By the year 2025, more than 160,000 Tennesseans are expected to have Alzheimer’s disease, according to the Alzheimer’s Association.
UT’s College of Nursing will host “Aging and Dementia in the 21st Century: Insights and Innovations in Care” from 9 a.m. to 4 p.m., Friday, November 10, at the Holiday Inn, 525 Henley Street.
Roberto Fernandez, medical director of the Pat Summitt Clinic at UT Medical Center, will be the keynote speaker. The clinic is dedicated exclusively to the care, family support, and advancement of new treatments for those with Alzheimer’s disease. The clinic serves 3,000 patients and their families but projects that number will double to 6,000 in the next five years.
“Alzheimer’s disease has a uniquely devastating impact on patients and caregivers, and the number of people being diagnosed is rising at an astounding rate,” said Patrick Wade, executive director of the Pat Summitt Foundation. “This symposium will be an excellent learning opportunity and resource for our community as almost everyone is touched in some way by Alzheimer’s and other forms of dementia.”
The event will focus on nonpharmacological approaches to the care of persons with dementia and support of their family caregivers. This is the first year UT has hosted the conference, which is part of the 2017 Annual Meeting of the International Dementia Scholars Collaborative. The collaborative is an international group of researchers whose research, practice, and policy interests are focused on the issues of persons with dementia and cognitive impairment.
Additional speakers include experts from UT’s College of Nursing, Georgia State University, MGH Institute of Health Professions, the University of Illinois at Chicago, and the University of Stavanger in Norway.
Topics include dementia caregiving, grief and mood disorders in caregivers of persons with dementia, experiences with crisis and coping, and digital tools to empower persons with dementia.
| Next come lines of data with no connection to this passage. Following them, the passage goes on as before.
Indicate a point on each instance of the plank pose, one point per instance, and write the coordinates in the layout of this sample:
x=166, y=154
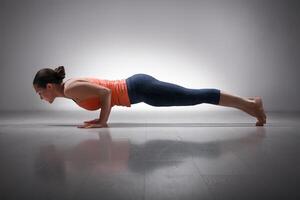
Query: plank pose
x=94, y=93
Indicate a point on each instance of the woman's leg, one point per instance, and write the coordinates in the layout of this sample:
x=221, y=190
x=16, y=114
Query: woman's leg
x=149, y=90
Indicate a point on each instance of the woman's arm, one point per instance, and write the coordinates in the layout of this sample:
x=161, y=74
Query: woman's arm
x=105, y=108
x=83, y=90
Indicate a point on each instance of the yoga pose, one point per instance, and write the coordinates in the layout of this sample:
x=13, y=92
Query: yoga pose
x=93, y=93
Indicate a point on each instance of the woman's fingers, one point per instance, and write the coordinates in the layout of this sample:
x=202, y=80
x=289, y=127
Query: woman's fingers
x=91, y=126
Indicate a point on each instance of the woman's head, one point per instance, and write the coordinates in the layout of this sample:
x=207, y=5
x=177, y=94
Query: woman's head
x=47, y=82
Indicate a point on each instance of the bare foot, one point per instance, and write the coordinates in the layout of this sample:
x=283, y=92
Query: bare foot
x=258, y=110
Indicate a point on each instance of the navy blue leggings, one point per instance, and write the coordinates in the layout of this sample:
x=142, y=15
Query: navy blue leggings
x=147, y=89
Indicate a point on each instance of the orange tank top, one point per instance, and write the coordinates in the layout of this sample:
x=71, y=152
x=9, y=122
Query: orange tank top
x=119, y=94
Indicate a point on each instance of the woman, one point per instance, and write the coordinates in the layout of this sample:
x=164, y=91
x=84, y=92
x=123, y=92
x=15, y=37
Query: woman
x=94, y=93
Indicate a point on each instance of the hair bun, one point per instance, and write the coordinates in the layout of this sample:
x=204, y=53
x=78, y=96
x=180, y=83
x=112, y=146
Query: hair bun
x=60, y=71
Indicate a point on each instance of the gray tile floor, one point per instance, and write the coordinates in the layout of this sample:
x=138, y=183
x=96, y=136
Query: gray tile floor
x=149, y=155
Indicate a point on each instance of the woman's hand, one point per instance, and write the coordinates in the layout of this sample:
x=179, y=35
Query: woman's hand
x=94, y=125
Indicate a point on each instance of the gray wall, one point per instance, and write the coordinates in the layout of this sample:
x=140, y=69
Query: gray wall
x=244, y=47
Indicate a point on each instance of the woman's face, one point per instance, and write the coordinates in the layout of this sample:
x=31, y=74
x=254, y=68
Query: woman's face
x=47, y=93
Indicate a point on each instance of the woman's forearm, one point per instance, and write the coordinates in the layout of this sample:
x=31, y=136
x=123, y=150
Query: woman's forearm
x=105, y=109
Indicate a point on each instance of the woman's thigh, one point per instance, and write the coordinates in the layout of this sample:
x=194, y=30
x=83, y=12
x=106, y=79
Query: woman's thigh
x=147, y=89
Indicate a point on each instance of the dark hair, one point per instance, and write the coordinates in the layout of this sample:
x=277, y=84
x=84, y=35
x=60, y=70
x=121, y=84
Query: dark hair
x=48, y=75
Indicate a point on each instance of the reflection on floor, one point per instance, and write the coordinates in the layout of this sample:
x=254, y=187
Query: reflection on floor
x=149, y=155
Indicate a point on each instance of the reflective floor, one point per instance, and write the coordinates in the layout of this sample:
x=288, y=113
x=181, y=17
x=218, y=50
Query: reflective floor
x=149, y=155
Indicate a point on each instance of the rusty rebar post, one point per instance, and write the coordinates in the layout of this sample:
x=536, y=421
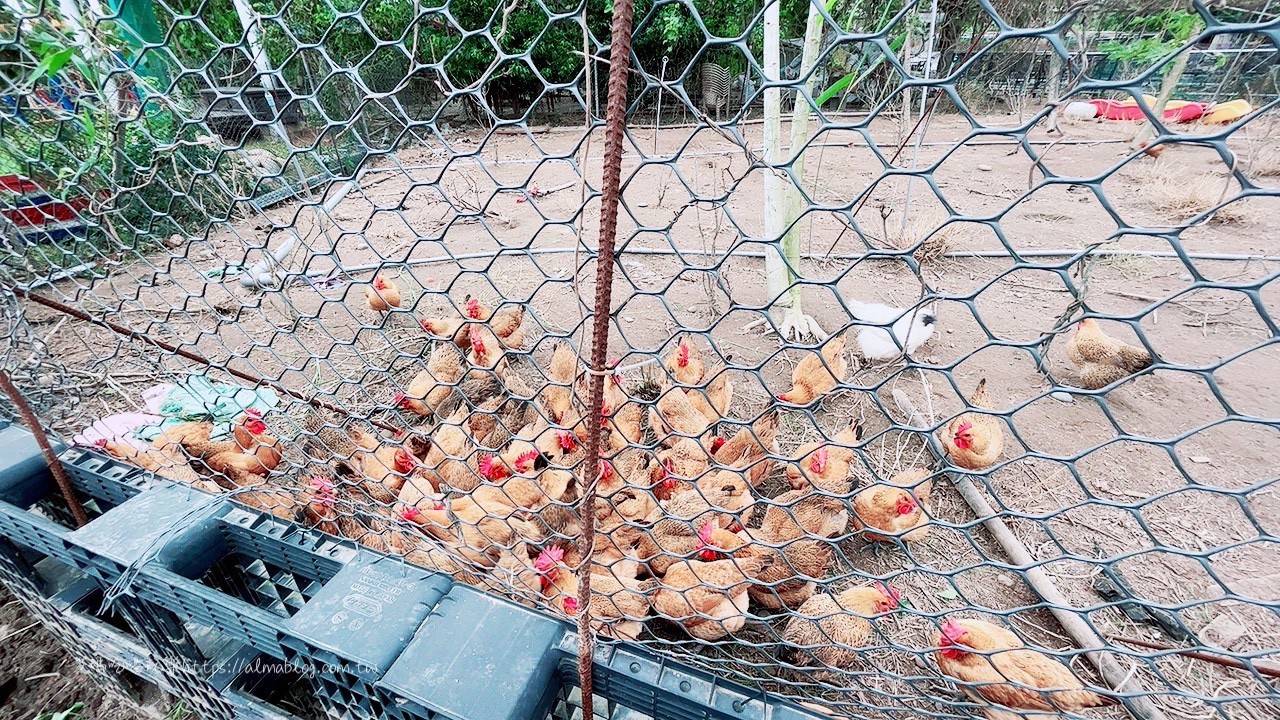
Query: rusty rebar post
x=37, y=431
x=615, y=123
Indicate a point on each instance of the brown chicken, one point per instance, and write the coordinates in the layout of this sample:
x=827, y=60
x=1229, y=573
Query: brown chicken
x=506, y=323
x=823, y=465
x=169, y=463
x=485, y=349
x=435, y=386
x=685, y=364
x=827, y=627
x=713, y=400
x=319, y=500
x=192, y=440
x=899, y=509
x=557, y=396
x=817, y=374
x=251, y=436
x=561, y=447
x=718, y=497
x=448, y=329
x=382, y=295
x=749, y=450
x=673, y=413
x=471, y=528
x=625, y=501
x=451, y=451
x=794, y=575
x=995, y=664
x=241, y=469
x=974, y=440
x=382, y=472
x=618, y=604
x=801, y=513
x=1100, y=358
x=475, y=310
x=709, y=600
x=677, y=468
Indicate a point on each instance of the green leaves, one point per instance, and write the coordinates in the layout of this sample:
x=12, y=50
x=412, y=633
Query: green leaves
x=50, y=64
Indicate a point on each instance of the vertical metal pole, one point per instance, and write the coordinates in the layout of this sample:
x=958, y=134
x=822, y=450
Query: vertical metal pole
x=775, y=191
x=615, y=122
x=657, y=118
x=37, y=431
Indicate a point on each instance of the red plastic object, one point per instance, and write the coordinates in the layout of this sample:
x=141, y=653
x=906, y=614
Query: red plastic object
x=26, y=204
x=1129, y=110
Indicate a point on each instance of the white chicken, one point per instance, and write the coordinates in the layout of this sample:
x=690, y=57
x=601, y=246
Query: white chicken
x=912, y=328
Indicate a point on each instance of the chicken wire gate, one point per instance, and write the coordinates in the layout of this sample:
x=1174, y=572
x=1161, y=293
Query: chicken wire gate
x=1127, y=522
“Sharing information from experts in Alzheimer’s disease and related dementias is a great way to support families and clinicians, as we are all on the same team,” said Karen Rose, the McMahan-McKinley Endowed Professor in Gerontology in the College of Nursing. “We must continue to work together and find solutions to challenges people face when dealing with these diseases.”
The symposium is open to researchers, clinicians, community stakeholders, patients, and families. Attendees must register by November 6. The cost is $40 per person to attend.